4.4 Eisen begeleiding, uitvoering en kwaliteitsbewaking Eisen ten aanzien van uitvoering Kwaliteitsbewaking vindt plaats onder auspiciën van de Vereniging EMDR Nederland door erkenning van trainingen, opleiding en registratie van supervisoren, en het bijhouden van een register van ervaren therapeuten (practitioners). Erkenning van trainers gebeurt door de internationale organisatie EMDR Europe. Voor erkenning als EMDR therapeut dient men opgeleid te zijn volgens de normen van de Vereniging. Voor opleiding komen in aanmerking: GZ psychologen, klinisch psychologen, psychiaters, psychotherapeuten (eventueel nog in opleiding daartoe), tevens orthopedagogen en gedragstherapeuten. Toelatingsvoorwaarde is een BIG-registratie als minimaal GZ psycholoog (of NVO generalist) en werkervaring op het gebied van de GGZ. Via het verplicht stellen van permanente ervaring, en het bieden van nascholing en supervisiemogelijkheden streeft de Vereniging EMDR Nederland kwaliteitsbewaking na van de uitvoering. De Vereniging hanteert daartoe een Reglement Opleiding, Lidmaatschappen en Registraties, dat aansluit op de certificeringsystemen van EMDR Europe.
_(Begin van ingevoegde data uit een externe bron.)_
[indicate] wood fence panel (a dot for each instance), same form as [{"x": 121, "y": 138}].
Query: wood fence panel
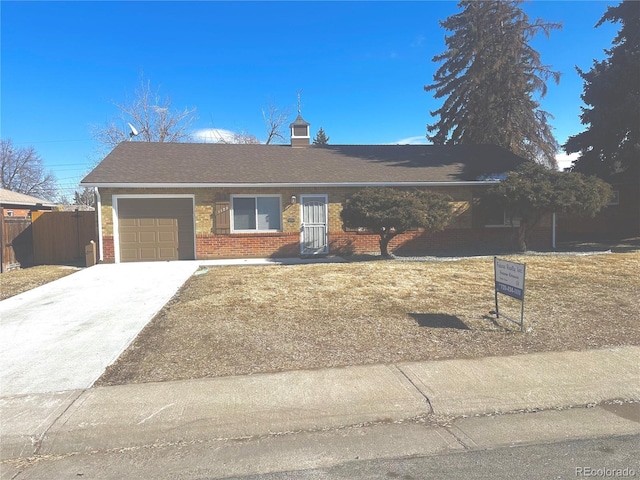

Overige eisenErvaren EMDR-therapeuten kunnen geregistreerd worden als EMDR practitioner. Het practitionerschap moet na vijf jaar worden verlengd. Om verlenging te kunnen krijgen dient men aantoonbaar werkzaam te zijn geweest met EMDR en minimaal 12 uur per week therapieën te hebben uitgevoerd. Daarbij moet men in de laatste 5 jaren tenminste 10 dagen nascholing hebben gevolgd.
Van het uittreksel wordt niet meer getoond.